Ybarra-Young also stressed the collaborative nature of the show, which stars an all-student cast and also features costume, lighting and sound design by students. On opening night she’s most looking forward to hearing, “how the audience will react to the cast and crew and what the genius designers have come up with.” She noted that support for the production did not only come from those working alongside her — some encouragement came from all the way across the country. “Whenever I struggled with Medea I would look back at the thank you card that Wes [Wesley Guimarães ’19] gave me for acting in ‘Faustus, [his senior honors thesis].’” She added that he was also the one who inspired her to take on the role, telling her not to miss out on what performing in a thesis provides: “an opportunity to challenge [your]self and grow.”

At a recent rehearsal for the show, before the actors took their places on stage in a dress rehearsal last Saturday, Bashford reminded them, “You’re not doing this for the people up here,” as he pointed to the stage, “you’re doing it for everyone who will be sitting where you are now.”

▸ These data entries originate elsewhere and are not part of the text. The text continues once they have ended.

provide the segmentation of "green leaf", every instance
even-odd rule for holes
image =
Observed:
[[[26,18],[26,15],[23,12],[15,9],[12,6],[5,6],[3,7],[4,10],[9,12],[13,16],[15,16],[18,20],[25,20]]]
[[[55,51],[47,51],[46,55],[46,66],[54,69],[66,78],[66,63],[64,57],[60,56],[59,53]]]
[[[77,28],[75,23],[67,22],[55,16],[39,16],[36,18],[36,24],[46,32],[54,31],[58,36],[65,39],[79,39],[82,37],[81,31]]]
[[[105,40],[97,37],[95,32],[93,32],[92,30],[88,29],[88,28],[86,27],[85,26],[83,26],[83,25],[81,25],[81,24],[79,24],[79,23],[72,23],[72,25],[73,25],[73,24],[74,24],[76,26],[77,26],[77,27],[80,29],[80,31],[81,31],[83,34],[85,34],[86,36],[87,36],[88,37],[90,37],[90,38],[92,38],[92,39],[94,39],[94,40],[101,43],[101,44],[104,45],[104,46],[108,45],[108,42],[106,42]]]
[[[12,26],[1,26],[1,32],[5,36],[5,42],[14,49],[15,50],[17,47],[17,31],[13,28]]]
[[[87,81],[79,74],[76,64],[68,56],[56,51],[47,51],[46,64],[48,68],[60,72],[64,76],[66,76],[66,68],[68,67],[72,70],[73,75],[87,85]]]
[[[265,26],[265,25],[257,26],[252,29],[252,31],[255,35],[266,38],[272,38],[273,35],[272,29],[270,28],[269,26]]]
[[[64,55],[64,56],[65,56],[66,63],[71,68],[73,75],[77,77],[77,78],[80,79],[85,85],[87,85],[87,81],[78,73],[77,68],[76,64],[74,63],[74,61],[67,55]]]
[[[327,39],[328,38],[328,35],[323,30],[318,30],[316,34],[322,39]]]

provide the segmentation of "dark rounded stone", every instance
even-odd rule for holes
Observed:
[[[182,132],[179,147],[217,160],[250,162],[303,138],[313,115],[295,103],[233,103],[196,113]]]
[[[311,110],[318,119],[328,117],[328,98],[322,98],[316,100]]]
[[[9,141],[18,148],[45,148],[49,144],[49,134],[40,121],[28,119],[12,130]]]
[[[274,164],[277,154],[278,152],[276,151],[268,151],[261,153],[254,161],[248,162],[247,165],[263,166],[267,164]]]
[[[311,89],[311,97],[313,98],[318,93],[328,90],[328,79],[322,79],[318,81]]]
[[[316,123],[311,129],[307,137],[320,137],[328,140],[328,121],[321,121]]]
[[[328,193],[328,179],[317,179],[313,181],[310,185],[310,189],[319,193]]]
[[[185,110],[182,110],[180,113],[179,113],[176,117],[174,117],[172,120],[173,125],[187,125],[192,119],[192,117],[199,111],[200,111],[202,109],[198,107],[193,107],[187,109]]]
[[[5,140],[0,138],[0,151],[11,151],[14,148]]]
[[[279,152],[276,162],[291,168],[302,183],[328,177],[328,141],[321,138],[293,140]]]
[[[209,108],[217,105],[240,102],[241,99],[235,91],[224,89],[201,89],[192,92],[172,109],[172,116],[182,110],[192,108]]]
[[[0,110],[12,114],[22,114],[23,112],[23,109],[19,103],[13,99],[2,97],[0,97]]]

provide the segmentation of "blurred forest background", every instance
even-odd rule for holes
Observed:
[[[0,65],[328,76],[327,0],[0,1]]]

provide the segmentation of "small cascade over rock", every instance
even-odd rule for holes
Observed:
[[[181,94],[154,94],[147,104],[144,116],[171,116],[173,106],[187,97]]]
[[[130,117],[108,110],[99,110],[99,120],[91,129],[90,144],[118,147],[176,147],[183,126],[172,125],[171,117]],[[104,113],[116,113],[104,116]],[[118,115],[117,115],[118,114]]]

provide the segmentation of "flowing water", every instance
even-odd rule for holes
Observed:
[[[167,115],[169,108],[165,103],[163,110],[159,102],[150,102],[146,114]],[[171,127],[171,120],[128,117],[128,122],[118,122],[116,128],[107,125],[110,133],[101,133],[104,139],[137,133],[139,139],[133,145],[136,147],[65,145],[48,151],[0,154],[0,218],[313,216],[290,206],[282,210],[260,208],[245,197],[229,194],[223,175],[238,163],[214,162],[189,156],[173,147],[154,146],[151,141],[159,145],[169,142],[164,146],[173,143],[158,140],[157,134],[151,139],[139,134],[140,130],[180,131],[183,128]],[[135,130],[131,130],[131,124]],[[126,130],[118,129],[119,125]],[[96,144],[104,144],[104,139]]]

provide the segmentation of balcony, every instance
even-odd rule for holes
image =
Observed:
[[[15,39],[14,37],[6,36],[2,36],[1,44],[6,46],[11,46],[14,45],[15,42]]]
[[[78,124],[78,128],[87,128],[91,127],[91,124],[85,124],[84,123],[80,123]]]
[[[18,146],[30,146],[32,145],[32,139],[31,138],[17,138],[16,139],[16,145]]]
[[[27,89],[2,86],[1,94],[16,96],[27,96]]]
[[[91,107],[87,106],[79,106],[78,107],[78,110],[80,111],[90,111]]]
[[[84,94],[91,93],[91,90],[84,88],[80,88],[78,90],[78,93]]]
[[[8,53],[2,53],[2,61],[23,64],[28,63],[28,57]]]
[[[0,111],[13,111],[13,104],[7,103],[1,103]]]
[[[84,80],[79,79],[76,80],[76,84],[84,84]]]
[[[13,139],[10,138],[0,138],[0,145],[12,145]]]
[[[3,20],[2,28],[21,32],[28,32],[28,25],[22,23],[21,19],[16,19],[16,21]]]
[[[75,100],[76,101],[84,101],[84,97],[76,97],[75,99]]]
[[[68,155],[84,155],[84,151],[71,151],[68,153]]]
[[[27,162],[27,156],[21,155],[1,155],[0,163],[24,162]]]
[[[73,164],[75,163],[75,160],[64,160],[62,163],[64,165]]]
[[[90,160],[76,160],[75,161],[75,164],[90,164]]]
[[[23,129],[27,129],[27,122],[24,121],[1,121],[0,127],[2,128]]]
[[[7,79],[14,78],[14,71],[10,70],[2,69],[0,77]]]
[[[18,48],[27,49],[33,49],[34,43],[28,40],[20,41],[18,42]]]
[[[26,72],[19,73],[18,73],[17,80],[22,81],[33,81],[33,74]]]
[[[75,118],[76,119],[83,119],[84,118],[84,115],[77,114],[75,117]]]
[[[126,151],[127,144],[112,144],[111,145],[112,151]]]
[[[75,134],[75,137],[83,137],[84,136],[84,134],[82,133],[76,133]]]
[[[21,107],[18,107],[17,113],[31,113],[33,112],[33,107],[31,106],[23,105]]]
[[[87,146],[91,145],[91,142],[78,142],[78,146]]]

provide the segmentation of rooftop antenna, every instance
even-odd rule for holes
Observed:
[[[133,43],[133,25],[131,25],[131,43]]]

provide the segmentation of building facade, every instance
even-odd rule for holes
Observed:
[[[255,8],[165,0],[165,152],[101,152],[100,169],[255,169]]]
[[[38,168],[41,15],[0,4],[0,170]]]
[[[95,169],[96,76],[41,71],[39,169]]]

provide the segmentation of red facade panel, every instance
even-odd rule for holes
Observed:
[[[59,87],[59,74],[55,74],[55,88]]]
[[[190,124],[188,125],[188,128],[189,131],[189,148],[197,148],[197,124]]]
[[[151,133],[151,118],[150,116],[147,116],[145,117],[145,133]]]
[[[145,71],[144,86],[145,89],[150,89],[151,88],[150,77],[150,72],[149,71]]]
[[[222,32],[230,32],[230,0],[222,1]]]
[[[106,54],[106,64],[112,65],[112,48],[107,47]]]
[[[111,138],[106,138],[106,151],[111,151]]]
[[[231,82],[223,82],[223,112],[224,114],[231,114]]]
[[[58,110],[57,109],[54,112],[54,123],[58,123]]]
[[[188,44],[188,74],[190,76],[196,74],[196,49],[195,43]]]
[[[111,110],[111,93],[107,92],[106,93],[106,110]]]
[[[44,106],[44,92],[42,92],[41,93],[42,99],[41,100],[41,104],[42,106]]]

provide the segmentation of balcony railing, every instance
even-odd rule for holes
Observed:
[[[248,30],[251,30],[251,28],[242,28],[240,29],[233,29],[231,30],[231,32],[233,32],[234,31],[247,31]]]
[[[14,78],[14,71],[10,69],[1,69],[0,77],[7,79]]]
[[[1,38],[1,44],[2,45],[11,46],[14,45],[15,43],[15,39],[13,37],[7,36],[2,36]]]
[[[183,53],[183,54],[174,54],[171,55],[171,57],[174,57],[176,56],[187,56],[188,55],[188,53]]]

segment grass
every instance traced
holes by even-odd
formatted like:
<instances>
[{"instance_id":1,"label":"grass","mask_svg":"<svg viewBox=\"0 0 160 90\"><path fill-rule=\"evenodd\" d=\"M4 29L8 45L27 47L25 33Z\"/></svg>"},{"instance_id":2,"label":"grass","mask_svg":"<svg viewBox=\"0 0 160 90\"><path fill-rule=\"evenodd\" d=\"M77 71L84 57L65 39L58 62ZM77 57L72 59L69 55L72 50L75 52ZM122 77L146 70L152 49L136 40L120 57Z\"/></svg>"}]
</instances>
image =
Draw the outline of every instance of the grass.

Ybarra-Young agreed that although it’s easy to lose sight of the reason for all of her effort while immersing herself in the details of memorizing lines or blocking scenes, once the curtain closes and she hears that first smattering of applause, she remembers, “This is why I do this.”

Anna Plummer ’20, who serves as stage manager for the show, also enthused about her excitement for the audience to see the show. She wrote over email, “I finally got to experience the show in all its bold visual and sonic vibrancy in tech, and all I can say is ‘wow!’” Fitting with the show’s Halloween opening night, Plummer concluded that from the curtain rising to Medea’s final wail, the cast was only “growing brighter (and bloodier).”

“Medea” will be performed in Kirby Theater, from Oct. 31 to Nov. 2 at 8 p.m. The show is open to the public; tickets are free. Reservations for tickets can be made by calling 413-542-2277.